A company's earnings call gives investors a ringside seat, providing insights and perspective that go beyond the numbers. Here's how they work and what to listen for.
March 24, 2026

Investors who want the full story behind a company's quarterly earnings should consider looking beyond the press release, headline numbers, and scattered bits of financial news coverage.

Most U.S.-based, publicly traded companies hold earnings calls with investors and analysts after each quarter's results. These calls, during which executives give their thoughts and then respond to questions, can give investors a courtside seat into a company's successes—or struggles. The earnings calls often focus on individual product performance, competitive pressures, and what issues might be keeping executives awake at night. For investors, they offer a fertile source of human-generated detail and a respite from the endless digital stream of numbers.

"Listen to earnings calls, and investors can often hear right then and there about forward earnings and revenue guidance straight from the CFO's mouth," said Alex Coffey, senior trading and derivatives strategist at Schwab. "By listening to earnings calls, investors can gain valuable information that isn't always obvious in a company's financial reports."
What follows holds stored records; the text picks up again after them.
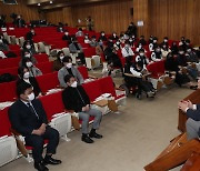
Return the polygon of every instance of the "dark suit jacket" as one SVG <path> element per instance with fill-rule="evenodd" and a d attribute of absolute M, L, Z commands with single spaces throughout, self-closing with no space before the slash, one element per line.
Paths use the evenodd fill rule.
<path fill-rule="evenodd" d="M 30 77 L 30 78 L 29 78 L 29 81 L 30 81 L 31 86 L 33 87 L 34 95 L 38 97 L 39 93 L 41 92 L 41 89 L 40 89 L 40 87 L 39 87 L 39 84 L 38 84 L 38 81 L 37 81 L 36 78 L 33 78 L 33 77 Z M 20 84 L 20 83 L 22 83 L 22 82 L 24 82 L 23 79 L 18 80 L 18 81 L 17 81 L 17 86 Z"/>
<path fill-rule="evenodd" d="M 62 92 L 62 101 L 67 110 L 74 110 L 76 112 L 81 112 L 82 107 L 90 104 L 90 99 L 81 86 L 77 88 L 67 87 Z"/>
<path fill-rule="evenodd" d="M 9 108 L 9 119 L 12 128 L 22 135 L 30 135 L 34 129 L 39 129 L 42 123 L 48 123 L 46 111 L 40 100 L 36 99 L 32 102 L 38 117 L 21 101 L 17 100 Z"/>

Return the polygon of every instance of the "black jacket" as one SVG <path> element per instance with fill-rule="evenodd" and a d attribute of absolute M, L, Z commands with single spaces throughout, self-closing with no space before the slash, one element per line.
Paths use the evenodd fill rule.
<path fill-rule="evenodd" d="M 30 84 L 33 87 L 34 95 L 38 97 L 39 93 L 41 92 L 41 89 L 40 89 L 40 87 L 39 87 L 39 84 L 38 84 L 37 79 L 33 78 L 33 77 L 30 77 L 30 78 L 29 78 L 29 81 L 30 81 Z M 21 82 L 24 82 L 24 80 L 23 80 L 23 79 L 19 79 L 19 80 L 17 81 L 17 86 L 20 84 Z"/>
<path fill-rule="evenodd" d="M 82 107 L 90 104 L 90 99 L 81 86 L 77 88 L 67 87 L 62 91 L 62 101 L 67 110 L 81 112 Z"/>
<path fill-rule="evenodd" d="M 34 99 L 31 103 L 39 119 L 21 100 L 17 100 L 9 108 L 8 113 L 11 125 L 22 135 L 30 135 L 32 131 L 39 129 L 42 123 L 48 123 L 47 114 L 40 100 Z"/>

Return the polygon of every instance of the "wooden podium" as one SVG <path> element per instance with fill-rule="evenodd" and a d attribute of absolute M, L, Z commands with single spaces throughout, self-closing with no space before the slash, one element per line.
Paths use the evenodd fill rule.
<path fill-rule="evenodd" d="M 191 94 L 189 94 L 187 98 L 183 100 L 190 100 L 194 104 L 200 104 L 200 90 L 193 91 Z M 178 129 L 181 132 L 186 132 L 186 121 L 187 121 L 187 115 L 184 112 L 179 110 L 179 122 L 178 122 Z"/>
<path fill-rule="evenodd" d="M 188 141 L 186 133 L 182 133 L 174 138 L 153 162 L 146 165 L 144 170 L 168 171 L 186 162 L 193 153 L 200 154 L 200 141 L 198 139 Z"/>

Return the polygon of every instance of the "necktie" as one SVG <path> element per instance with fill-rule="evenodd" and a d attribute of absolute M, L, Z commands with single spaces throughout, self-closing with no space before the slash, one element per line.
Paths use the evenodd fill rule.
<path fill-rule="evenodd" d="M 34 108 L 30 104 L 30 103 L 27 103 L 28 108 L 30 109 L 31 113 L 36 114 L 37 118 L 39 119 L 39 115 L 37 114 Z"/>

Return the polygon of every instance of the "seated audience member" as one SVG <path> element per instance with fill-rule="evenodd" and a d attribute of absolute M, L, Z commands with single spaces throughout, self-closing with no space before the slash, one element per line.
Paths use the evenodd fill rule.
<path fill-rule="evenodd" d="M 149 44 L 150 44 L 150 43 L 153 43 L 153 36 L 150 36 L 150 37 L 149 37 Z"/>
<path fill-rule="evenodd" d="M 20 67 L 18 69 L 19 80 L 17 81 L 17 86 L 27 82 L 30 83 L 33 88 L 34 95 L 38 97 L 41 94 L 40 87 L 34 77 L 30 77 L 29 69 L 27 67 Z"/>
<path fill-rule="evenodd" d="M 187 59 L 187 56 L 186 56 L 186 53 L 183 51 L 183 48 L 179 49 L 179 54 L 177 57 L 177 61 L 178 61 L 179 68 L 186 68 L 189 76 L 193 80 L 197 80 L 198 71 L 197 71 L 197 69 L 194 69 L 190 64 L 188 64 L 188 59 Z"/>
<path fill-rule="evenodd" d="M 59 71 L 63 66 L 62 66 L 62 60 L 64 58 L 63 51 L 59 51 L 57 54 L 57 59 L 53 61 L 53 70 Z"/>
<path fill-rule="evenodd" d="M 82 28 L 79 28 L 79 30 L 76 33 L 76 37 L 84 37 L 84 33 L 82 31 Z"/>
<path fill-rule="evenodd" d="M 19 67 L 22 66 L 22 60 L 23 60 L 23 59 L 30 59 L 33 64 L 37 64 L 37 63 L 38 63 L 37 60 L 36 60 L 36 58 L 34 58 L 28 50 L 24 50 L 24 51 L 22 52 L 22 58 L 21 58 L 21 61 L 19 62 Z"/>
<path fill-rule="evenodd" d="M 137 47 L 137 49 L 136 49 L 136 52 L 139 52 L 139 51 L 140 51 L 140 49 L 143 49 L 143 50 L 144 50 L 144 52 L 147 52 L 147 50 L 142 47 L 142 44 L 141 44 L 141 43 L 139 43 L 139 44 L 138 44 L 138 47 Z"/>
<path fill-rule="evenodd" d="M 64 32 L 62 40 L 68 41 L 69 44 L 71 43 L 71 36 L 69 34 L 68 31 Z"/>
<path fill-rule="evenodd" d="M 7 56 L 4 56 L 4 53 L 0 50 L 0 59 L 6 59 Z"/>
<path fill-rule="evenodd" d="M 136 62 L 143 63 L 143 68 L 146 68 L 147 64 L 149 63 L 149 59 L 146 57 L 143 49 L 140 49 L 139 56 L 136 57 Z"/>
<path fill-rule="evenodd" d="M 113 48 L 114 48 L 114 50 L 116 50 L 116 51 L 118 51 L 118 50 L 121 50 L 121 49 L 122 49 L 122 46 L 121 46 L 120 40 L 118 40 L 118 41 L 113 44 Z"/>
<path fill-rule="evenodd" d="M 162 43 L 161 47 L 162 58 L 166 59 L 169 52 L 171 52 L 171 50 L 169 49 L 168 43 Z"/>
<path fill-rule="evenodd" d="M 117 33 L 113 32 L 112 36 L 110 37 L 110 39 L 113 41 L 117 41 L 119 38 L 118 38 Z"/>
<path fill-rule="evenodd" d="M 21 18 L 21 16 L 19 14 L 17 17 L 17 20 L 14 22 L 14 24 L 18 27 L 18 28 L 24 28 L 26 27 L 26 21 Z"/>
<path fill-rule="evenodd" d="M 59 26 L 57 27 L 58 32 L 66 32 L 66 29 L 63 28 L 63 24 L 59 22 Z"/>
<path fill-rule="evenodd" d="M 99 37 L 99 40 L 102 40 L 102 41 L 107 41 L 107 40 L 108 40 L 107 37 L 106 37 L 106 34 L 104 34 L 104 31 L 101 31 L 101 34 L 100 34 L 100 37 Z"/>
<path fill-rule="evenodd" d="M 0 33 L 0 50 L 1 51 L 8 51 L 9 50 L 9 42 L 7 39 L 3 38 L 3 34 Z"/>
<path fill-rule="evenodd" d="M 89 38 L 89 34 L 86 34 L 84 36 L 84 43 L 89 44 L 90 43 L 90 38 Z"/>
<path fill-rule="evenodd" d="M 152 52 L 158 46 L 158 38 L 154 37 L 152 43 L 149 44 L 149 50 Z"/>
<path fill-rule="evenodd" d="M 139 43 L 141 43 L 142 46 L 146 46 L 146 44 L 147 44 L 147 41 L 146 41 L 146 39 L 144 39 L 144 36 L 140 36 Z"/>
<path fill-rule="evenodd" d="M 69 44 L 69 50 L 71 53 L 77 53 L 78 59 L 81 61 L 82 64 L 86 64 L 84 53 L 82 51 L 82 47 L 78 43 L 77 39 L 73 38 L 71 44 Z"/>
<path fill-rule="evenodd" d="M 67 110 L 72 110 L 79 114 L 82 120 L 82 141 L 93 143 L 91 138 L 101 139 L 102 135 L 96 132 L 100 127 L 102 113 L 97 109 L 90 107 L 90 99 L 81 86 L 78 86 L 73 76 L 67 74 L 64 77 L 67 88 L 62 92 L 62 101 Z M 89 133 L 89 118 L 94 117 L 92 129 Z"/>
<path fill-rule="evenodd" d="M 37 68 L 30 58 L 24 58 L 22 59 L 22 66 L 27 67 L 29 69 L 30 72 L 30 77 L 38 77 L 38 76 L 42 76 L 42 72 L 40 71 L 39 68 Z"/>
<path fill-rule="evenodd" d="M 129 41 L 126 41 L 124 47 L 121 50 L 122 56 L 126 58 L 126 62 L 131 62 L 134 52 L 132 51 Z"/>
<path fill-rule="evenodd" d="M 98 42 L 98 46 L 96 47 L 96 53 L 98 56 L 104 53 L 104 49 L 107 48 L 107 46 L 104 46 L 103 41 L 100 39 Z"/>
<path fill-rule="evenodd" d="M 200 81 L 198 81 L 198 89 L 200 89 Z M 200 138 L 200 104 L 192 104 L 191 101 L 181 101 L 178 108 L 182 110 L 188 120 L 186 122 L 187 139 Z"/>
<path fill-rule="evenodd" d="M 22 53 L 24 51 L 28 51 L 30 54 L 37 53 L 32 41 L 29 41 L 29 40 L 24 41 L 22 48 L 23 48 Z"/>
<path fill-rule="evenodd" d="M 160 47 L 163 47 L 163 44 L 167 44 L 167 47 L 169 47 L 168 37 L 163 38 L 163 41 L 160 43 Z"/>
<path fill-rule="evenodd" d="M 141 98 L 142 90 L 147 93 L 147 98 L 153 98 L 156 95 L 156 90 L 152 84 L 147 79 L 148 70 L 141 61 L 132 63 L 130 67 L 130 72 L 133 74 L 134 82 L 138 86 L 137 98 Z"/>
<path fill-rule="evenodd" d="M 151 53 L 151 60 L 154 62 L 162 60 L 162 52 L 161 52 L 160 47 L 154 48 L 154 51 Z"/>
<path fill-rule="evenodd" d="M 71 57 L 64 57 L 62 59 L 62 63 L 63 63 L 63 67 L 58 72 L 58 79 L 59 79 L 61 88 L 67 88 L 67 83 L 64 81 L 64 77 L 67 74 L 73 76 L 78 84 L 82 84 L 84 82 L 79 70 L 76 67 L 73 67 Z"/>
<path fill-rule="evenodd" d="M 117 67 L 117 68 L 119 67 L 121 69 L 121 72 L 123 73 L 123 67 L 118 57 L 118 52 L 114 50 L 113 46 L 108 46 L 104 49 L 104 56 L 106 56 L 106 60 L 108 62 L 111 62 L 113 64 L 113 67 Z"/>
<path fill-rule="evenodd" d="M 91 41 L 90 41 L 90 47 L 97 47 L 98 46 L 98 42 L 97 42 L 97 39 L 96 39 L 96 36 L 92 36 L 91 37 Z"/>
<path fill-rule="evenodd" d="M 59 143 L 59 132 L 48 125 L 47 114 L 40 100 L 34 99 L 32 86 L 21 82 L 17 87 L 18 100 L 9 109 L 9 119 L 12 128 L 24 137 L 26 144 L 31 145 L 34 168 L 38 171 L 48 171 L 47 164 L 60 164 L 60 160 L 52 158 Z M 43 141 L 47 144 L 46 157 Z"/>
<path fill-rule="evenodd" d="M 172 52 L 172 54 L 179 53 L 179 48 L 174 41 L 172 42 L 172 46 L 171 46 L 171 52 Z"/>
<path fill-rule="evenodd" d="M 26 38 L 29 41 L 33 41 L 33 37 L 36 36 L 34 29 L 31 28 L 31 30 L 27 33 Z"/>

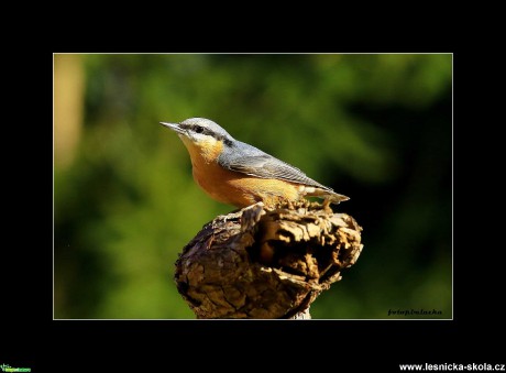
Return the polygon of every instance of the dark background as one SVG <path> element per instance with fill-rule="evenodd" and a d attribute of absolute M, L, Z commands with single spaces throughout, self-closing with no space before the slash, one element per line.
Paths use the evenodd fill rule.
<path fill-rule="evenodd" d="M 351 197 L 364 250 L 314 318 L 452 317 L 451 54 L 55 54 L 55 318 L 195 318 L 174 262 L 233 207 L 158 124 L 191 117 Z"/>

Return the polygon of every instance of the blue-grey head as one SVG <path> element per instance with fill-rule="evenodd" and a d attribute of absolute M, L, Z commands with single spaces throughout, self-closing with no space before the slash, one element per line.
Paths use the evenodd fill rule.
<path fill-rule="evenodd" d="M 179 138 L 186 143 L 190 140 L 193 143 L 202 141 L 231 141 L 232 136 L 212 120 L 206 118 L 189 118 L 180 123 L 161 122 L 162 125 L 168 127 L 177 132 Z M 186 139 L 186 140 L 185 140 Z"/>

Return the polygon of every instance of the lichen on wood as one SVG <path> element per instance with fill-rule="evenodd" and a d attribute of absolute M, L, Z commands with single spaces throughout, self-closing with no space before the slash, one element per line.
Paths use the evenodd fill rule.
<path fill-rule="evenodd" d="M 197 318 L 310 318 L 318 295 L 361 251 L 362 228 L 328 205 L 252 205 L 220 216 L 183 249 L 178 292 Z"/>

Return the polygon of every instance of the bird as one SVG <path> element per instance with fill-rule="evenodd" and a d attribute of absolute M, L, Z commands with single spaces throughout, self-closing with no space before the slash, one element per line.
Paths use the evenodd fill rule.
<path fill-rule="evenodd" d="M 220 202 L 244 208 L 258 202 L 274 207 L 306 196 L 323 198 L 327 206 L 350 199 L 299 168 L 235 140 L 210 119 L 160 123 L 178 134 L 191 158 L 195 182 Z"/>

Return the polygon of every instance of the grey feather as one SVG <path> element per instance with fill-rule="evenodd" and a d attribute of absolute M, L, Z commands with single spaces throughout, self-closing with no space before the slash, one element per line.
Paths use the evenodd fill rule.
<path fill-rule="evenodd" d="M 309 178 L 297 167 L 237 140 L 234 140 L 232 146 L 223 149 L 218 163 L 224 168 L 255 177 L 277 178 L 333 191 L 331 188 Z"/>

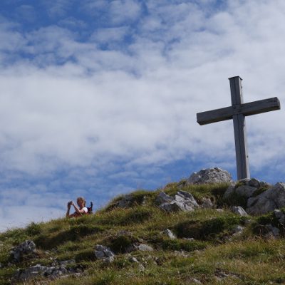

Because the calls feature questions from analysts, they also offer investors a sense of what Wall Street is focused on, while also putting executives on the hot seat to respond to issues they might not address in more structured forums. While earnings calls are routine practice, what's said during them isn't always routine or expected by the market.

On rare occasions, earnings calls can even move a stock price dramatically, long after the earnings release crosses the wire and the market takes its first crack at interpreting results.

"I've seen companies report what appears to be good news—sales or earnings doubling, for example," Coffey said. "But after the markets open, shares drop like a rock because the company's forward guidance was weak, a company's leaders talked about greater uncertainty, or said they expect a more challenging environment."

When earnings calls move markets

Let's look at two historical examples of companies that wittingly or unwittingly shared information during their calls that caught the market off guard—Amazon (AMZN) and Caterpillar (CAT). In both cases, shares dropped dramatically after solid starts following decent earnings reports. Trouble under the surface only became apparent once the calls began.

In mid-2023, Amazon reported solid first-quarter numbers and shares jumped double digits ahead of the opening bell. Then the earnings call started, and everything changed. It all hinged on a comment from the company's chief financial officer (CFO), who told investors to get ready for much slower growth ahead for the company's cloud platform.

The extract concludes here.